Providing an auto-ethnographic approach, and Italian Marxist Feminist analysis this presentation will explore the work of Italian screenwriter and director Alice Rochwacher highlighting her three feature films: Corpo Celeste/Heavenly Bodies (2011),Le Meraviglie/The Wonders (2014), Lazzaro Felice/Happy as Lazarro (2018), and her short film, and cinematic action Omelia Contadina (2020). Rochwacher’s films use elements of magical realism to convey the importance of traditional farming methods and the spirituality of Italian rural life, while also exploring feminist reflections on coming- of-age. Rochwacher captures the mundane beauty of the family as workers who value their reciprocal relationship to non-human animals and land, while weaving an anti-corporate and anti-capitalist message in her work that speaks to the impending threat of climate disaster. As a performance artist, and writer of poetry, this presentation will describe my emotional processing of Rochwacher’s work, and how experiencing her films have allowed me to uncover my own painful, yet arcane cultural memory of the sacred. The characters in her feature films are Poor rural farm workers, they are rich in spirit, content with their work and abundant relations to land, animals and spirituality. As for the rich characters, there is an ongoing theme of Poverty of the Soul, since they are superficial and unfulfilled by their capital.

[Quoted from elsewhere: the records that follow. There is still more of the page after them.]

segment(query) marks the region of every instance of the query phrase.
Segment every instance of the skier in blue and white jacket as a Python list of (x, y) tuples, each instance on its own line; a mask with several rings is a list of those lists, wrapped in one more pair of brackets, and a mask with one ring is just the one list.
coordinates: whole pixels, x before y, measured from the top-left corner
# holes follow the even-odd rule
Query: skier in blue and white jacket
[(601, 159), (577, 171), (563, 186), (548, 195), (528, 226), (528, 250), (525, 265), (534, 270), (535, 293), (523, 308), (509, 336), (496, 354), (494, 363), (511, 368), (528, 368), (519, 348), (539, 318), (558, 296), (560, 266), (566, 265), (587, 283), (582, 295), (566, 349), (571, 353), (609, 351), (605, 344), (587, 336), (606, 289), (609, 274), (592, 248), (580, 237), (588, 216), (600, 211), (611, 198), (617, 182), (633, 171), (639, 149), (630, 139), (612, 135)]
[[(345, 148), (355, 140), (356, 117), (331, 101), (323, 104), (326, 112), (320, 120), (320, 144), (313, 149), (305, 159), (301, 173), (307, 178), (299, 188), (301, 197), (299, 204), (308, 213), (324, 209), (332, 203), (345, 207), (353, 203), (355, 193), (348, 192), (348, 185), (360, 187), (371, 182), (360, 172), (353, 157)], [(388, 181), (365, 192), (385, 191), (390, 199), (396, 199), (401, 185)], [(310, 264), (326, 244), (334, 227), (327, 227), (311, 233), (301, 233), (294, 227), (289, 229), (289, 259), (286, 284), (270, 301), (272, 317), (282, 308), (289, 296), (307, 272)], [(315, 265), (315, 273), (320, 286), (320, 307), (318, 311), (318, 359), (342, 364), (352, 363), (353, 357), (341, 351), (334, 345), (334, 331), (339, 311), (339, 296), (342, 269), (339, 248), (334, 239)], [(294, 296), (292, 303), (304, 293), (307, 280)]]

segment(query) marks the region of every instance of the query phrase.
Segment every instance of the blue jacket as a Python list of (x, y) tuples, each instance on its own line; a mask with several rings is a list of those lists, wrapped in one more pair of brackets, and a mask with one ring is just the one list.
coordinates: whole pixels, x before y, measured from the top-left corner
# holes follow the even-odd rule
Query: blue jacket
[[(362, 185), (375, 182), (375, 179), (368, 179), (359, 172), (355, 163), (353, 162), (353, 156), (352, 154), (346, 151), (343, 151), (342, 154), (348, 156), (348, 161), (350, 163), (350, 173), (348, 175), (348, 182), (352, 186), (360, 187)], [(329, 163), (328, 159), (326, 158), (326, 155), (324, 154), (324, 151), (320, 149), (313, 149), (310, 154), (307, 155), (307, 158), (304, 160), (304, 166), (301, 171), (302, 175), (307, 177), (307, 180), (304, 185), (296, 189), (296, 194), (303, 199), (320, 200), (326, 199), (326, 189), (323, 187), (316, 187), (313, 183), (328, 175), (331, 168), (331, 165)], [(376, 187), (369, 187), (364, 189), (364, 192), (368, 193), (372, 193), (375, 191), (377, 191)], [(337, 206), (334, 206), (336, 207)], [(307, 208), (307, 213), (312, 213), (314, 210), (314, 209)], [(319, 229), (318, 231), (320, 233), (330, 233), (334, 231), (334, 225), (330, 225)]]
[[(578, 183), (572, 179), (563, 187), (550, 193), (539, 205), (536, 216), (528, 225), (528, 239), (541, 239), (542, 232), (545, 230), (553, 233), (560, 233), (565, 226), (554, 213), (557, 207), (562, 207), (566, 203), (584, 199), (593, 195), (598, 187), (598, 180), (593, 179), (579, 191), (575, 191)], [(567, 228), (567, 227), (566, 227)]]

As a queer and non-binary feminist scholar of Italian immigrant decent these films have deepened my understanding of my family lineage’s connections to spirit, manifested as the immaterial by depicting saints and benevolent ancestral spirits, and also through the magnanimity of cyclical growth from tending to land, animals and family. I hope to convey that experiencing Rochwacher’s films has pushed me to deepen my understanding of how the loss of my grandparents is tied to my emotional experience of climate grief. Bio: I am a non-binary trans, neurodivergent, performance artist, gender and disability activist, and third-generation white settler of Southern Italian descent residing in cabbagetown, Tkaronto. I’m working on a PhD in gender studies at York University.